18 February 2013 17:36 [Source: ICIS news]
LONDON (ICIS)--European naphtha-based cracker margins dropped €31/tonne ($41/tonne) in the week ending 15 February as naphtha costs hit their highest level since April 2012 and exchange rates fluctuated, ICIS analysis showed on Monday.
European contract margins based on naphtha feedstock were pegged at €325/tonne for the period. The €31/tonne decrease in the margin resulted from the 1.7% rise in euro-denominated naphtha costs.
Naphtha prices rose by $14/tonne to their highest level since April 2012, with the impact on margins accentuated by a 0.2% strengthening of the dollar.
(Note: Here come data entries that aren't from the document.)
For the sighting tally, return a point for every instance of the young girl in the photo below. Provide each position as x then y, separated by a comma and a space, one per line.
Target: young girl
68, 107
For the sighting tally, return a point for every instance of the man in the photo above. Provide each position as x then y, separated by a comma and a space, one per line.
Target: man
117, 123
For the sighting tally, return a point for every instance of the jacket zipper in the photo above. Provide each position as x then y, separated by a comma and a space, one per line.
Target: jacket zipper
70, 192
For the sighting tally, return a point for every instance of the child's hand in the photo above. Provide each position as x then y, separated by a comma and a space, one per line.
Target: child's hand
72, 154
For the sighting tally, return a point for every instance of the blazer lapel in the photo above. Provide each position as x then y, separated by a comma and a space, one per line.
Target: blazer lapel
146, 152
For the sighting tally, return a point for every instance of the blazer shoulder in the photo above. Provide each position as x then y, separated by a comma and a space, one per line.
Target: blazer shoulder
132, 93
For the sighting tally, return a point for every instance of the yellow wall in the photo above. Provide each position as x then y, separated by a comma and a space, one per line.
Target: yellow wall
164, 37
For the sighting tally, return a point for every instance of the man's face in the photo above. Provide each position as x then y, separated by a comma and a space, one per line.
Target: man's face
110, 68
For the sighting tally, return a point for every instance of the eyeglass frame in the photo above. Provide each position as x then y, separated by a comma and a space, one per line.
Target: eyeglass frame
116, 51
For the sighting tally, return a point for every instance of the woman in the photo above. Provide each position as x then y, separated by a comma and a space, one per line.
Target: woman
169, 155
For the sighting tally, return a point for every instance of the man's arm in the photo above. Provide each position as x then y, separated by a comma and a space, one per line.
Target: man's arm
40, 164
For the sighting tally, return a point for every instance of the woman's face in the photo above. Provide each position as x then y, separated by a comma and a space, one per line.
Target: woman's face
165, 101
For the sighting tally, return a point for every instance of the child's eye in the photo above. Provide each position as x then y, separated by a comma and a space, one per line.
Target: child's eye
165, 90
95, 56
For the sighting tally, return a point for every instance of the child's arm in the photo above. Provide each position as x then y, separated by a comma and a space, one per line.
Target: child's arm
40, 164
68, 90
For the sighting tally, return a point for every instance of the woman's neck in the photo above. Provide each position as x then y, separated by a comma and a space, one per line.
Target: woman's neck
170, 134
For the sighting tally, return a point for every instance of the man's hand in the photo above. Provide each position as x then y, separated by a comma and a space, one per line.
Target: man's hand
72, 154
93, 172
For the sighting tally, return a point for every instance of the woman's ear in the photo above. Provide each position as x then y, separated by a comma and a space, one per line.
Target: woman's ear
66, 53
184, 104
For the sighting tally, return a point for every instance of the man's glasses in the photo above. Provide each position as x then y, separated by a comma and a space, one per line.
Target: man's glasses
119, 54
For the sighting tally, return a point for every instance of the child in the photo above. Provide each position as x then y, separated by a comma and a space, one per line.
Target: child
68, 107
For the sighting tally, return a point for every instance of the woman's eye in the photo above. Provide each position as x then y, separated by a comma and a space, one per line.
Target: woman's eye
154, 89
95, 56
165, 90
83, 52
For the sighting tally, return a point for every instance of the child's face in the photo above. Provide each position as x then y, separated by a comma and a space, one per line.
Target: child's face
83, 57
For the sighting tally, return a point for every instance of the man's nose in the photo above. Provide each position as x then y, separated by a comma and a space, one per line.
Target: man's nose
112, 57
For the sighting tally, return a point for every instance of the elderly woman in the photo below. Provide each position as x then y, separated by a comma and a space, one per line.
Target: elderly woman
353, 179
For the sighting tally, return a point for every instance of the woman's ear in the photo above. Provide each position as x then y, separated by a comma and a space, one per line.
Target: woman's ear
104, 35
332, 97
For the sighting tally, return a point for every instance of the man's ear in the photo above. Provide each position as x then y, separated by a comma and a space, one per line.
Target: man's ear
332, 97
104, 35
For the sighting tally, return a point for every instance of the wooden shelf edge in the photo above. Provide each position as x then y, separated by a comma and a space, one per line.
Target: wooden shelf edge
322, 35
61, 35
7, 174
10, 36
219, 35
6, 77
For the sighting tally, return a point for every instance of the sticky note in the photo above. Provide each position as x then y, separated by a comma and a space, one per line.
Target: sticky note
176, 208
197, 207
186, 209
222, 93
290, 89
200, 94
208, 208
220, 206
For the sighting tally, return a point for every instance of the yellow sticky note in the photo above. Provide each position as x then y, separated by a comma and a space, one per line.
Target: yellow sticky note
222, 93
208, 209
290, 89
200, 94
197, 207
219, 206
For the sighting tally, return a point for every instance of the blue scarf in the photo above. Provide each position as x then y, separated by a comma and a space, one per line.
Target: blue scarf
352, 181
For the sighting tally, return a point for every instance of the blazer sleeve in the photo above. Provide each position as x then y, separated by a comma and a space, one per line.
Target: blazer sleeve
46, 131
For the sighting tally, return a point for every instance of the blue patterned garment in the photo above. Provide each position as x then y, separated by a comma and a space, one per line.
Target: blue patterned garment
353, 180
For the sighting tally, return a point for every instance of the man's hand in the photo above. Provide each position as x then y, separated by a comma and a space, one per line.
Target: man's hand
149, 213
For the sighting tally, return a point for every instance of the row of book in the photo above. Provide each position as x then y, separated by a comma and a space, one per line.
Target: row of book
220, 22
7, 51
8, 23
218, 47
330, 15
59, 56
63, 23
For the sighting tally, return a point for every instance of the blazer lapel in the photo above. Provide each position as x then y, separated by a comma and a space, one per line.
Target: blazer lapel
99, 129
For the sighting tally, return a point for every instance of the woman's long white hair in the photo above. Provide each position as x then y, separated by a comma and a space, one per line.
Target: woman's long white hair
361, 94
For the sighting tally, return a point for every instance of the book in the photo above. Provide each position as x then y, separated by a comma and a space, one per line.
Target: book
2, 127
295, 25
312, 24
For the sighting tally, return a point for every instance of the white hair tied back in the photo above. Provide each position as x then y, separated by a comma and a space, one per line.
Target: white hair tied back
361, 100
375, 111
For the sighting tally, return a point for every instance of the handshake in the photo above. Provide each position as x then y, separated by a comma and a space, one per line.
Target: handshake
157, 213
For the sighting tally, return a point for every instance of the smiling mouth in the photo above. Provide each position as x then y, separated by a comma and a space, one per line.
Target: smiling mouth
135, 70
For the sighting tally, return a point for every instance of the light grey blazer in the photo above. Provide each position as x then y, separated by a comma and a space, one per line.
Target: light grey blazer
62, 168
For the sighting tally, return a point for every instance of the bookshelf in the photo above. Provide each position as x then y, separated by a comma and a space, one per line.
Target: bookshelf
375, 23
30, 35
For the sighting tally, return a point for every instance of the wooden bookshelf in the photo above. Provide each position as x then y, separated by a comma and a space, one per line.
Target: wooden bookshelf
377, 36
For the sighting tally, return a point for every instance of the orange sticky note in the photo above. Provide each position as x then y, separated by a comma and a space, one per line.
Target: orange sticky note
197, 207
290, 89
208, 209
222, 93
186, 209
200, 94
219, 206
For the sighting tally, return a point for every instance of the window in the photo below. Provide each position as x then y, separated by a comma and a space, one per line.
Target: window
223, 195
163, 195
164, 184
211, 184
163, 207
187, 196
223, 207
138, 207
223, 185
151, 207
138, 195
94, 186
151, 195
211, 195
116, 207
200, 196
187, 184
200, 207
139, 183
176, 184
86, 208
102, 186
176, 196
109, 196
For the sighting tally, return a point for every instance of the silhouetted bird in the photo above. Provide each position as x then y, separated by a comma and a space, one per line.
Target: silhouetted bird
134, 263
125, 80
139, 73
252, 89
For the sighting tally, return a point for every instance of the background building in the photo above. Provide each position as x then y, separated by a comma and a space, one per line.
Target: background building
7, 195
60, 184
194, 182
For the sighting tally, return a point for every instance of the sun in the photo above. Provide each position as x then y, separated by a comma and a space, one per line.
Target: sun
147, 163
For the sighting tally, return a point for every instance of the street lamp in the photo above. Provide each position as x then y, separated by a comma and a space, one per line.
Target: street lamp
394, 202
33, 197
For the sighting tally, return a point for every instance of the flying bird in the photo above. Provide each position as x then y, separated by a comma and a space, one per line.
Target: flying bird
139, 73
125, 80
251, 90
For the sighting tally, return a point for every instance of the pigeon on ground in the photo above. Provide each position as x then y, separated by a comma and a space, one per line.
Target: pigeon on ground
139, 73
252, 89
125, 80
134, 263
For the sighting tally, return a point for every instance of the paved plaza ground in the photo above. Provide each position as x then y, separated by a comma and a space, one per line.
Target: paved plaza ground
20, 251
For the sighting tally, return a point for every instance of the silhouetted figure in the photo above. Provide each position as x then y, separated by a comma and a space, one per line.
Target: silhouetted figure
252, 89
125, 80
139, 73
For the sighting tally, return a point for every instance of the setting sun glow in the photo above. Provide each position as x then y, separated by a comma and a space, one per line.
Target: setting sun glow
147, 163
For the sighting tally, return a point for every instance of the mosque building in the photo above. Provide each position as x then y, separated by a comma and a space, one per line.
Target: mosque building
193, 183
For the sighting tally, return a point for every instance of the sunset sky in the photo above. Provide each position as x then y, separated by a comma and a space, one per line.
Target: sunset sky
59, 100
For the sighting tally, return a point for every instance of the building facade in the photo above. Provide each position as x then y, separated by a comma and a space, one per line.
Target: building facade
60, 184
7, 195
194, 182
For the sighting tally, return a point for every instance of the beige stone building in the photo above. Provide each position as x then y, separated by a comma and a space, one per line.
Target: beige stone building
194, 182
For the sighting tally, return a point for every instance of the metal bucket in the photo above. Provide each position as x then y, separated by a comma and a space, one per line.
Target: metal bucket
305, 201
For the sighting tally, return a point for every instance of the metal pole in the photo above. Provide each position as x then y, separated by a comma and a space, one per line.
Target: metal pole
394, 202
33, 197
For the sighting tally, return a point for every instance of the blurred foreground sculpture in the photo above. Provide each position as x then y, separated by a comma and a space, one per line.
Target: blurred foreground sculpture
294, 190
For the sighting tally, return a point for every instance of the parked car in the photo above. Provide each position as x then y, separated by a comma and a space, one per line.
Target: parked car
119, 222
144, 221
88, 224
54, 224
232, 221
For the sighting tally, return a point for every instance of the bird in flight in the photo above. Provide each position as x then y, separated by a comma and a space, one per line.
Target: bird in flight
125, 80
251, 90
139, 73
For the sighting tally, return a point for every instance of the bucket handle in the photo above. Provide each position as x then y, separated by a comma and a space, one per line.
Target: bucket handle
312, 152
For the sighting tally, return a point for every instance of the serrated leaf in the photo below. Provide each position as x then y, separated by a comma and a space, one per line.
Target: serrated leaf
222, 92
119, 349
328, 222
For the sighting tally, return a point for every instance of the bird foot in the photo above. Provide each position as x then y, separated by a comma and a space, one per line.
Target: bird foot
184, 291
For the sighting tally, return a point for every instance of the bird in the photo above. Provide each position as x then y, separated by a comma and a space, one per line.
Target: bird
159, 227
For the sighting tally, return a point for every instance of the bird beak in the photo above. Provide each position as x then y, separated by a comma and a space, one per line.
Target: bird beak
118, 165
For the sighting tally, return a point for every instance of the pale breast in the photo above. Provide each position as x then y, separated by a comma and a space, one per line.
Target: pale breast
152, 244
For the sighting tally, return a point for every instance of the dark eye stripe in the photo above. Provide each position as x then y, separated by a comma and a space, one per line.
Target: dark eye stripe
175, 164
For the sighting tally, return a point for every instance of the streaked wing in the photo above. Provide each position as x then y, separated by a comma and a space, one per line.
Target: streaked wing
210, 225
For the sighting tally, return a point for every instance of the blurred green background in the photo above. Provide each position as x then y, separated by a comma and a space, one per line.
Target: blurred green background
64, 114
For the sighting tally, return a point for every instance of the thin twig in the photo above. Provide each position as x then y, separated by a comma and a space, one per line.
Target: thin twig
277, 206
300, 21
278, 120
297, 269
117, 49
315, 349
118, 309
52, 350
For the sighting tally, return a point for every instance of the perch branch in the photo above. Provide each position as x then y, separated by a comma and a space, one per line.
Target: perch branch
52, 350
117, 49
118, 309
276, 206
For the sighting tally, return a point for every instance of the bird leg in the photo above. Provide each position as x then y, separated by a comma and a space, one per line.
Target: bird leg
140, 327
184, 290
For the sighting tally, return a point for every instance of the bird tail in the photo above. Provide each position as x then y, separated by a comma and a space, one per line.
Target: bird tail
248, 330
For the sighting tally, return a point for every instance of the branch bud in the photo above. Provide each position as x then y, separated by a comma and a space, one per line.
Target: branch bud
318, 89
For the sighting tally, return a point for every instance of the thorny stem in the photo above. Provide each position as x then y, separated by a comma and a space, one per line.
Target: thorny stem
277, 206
The contract margin decline was cushioned to some extent by the slight 0.5% uptrend in co-product credits, mainly on higher raffinate-1 and pygas values.
The contract margin value in the week ending 15 February 2013 represented the lowest value since the week ending 31 August 2012, according to ICIS margin data.
By contrast, spot margins based on naphtha feedstock increased by €28/tonne as a $50/tonne rise in spot ethylene prices (for imports) and a 1.8% rise in co-product credits outweighed the higher naphtha costs.
European monthly contract price discussions for March will start in the next few weeks. Early indications are that sellers are likely to push for price increases based on firming naphtha prices over the past month alongside some planned and unplanned cracker output constraints.
Buyers, however, while they understand the feedstock pressure, are also aware that downstream demand remains fragile because of high prices and soft macroeconomic conditions – particularly in the main downstream polymer sectors – and that any possible increases are likely to jeopardise demand further.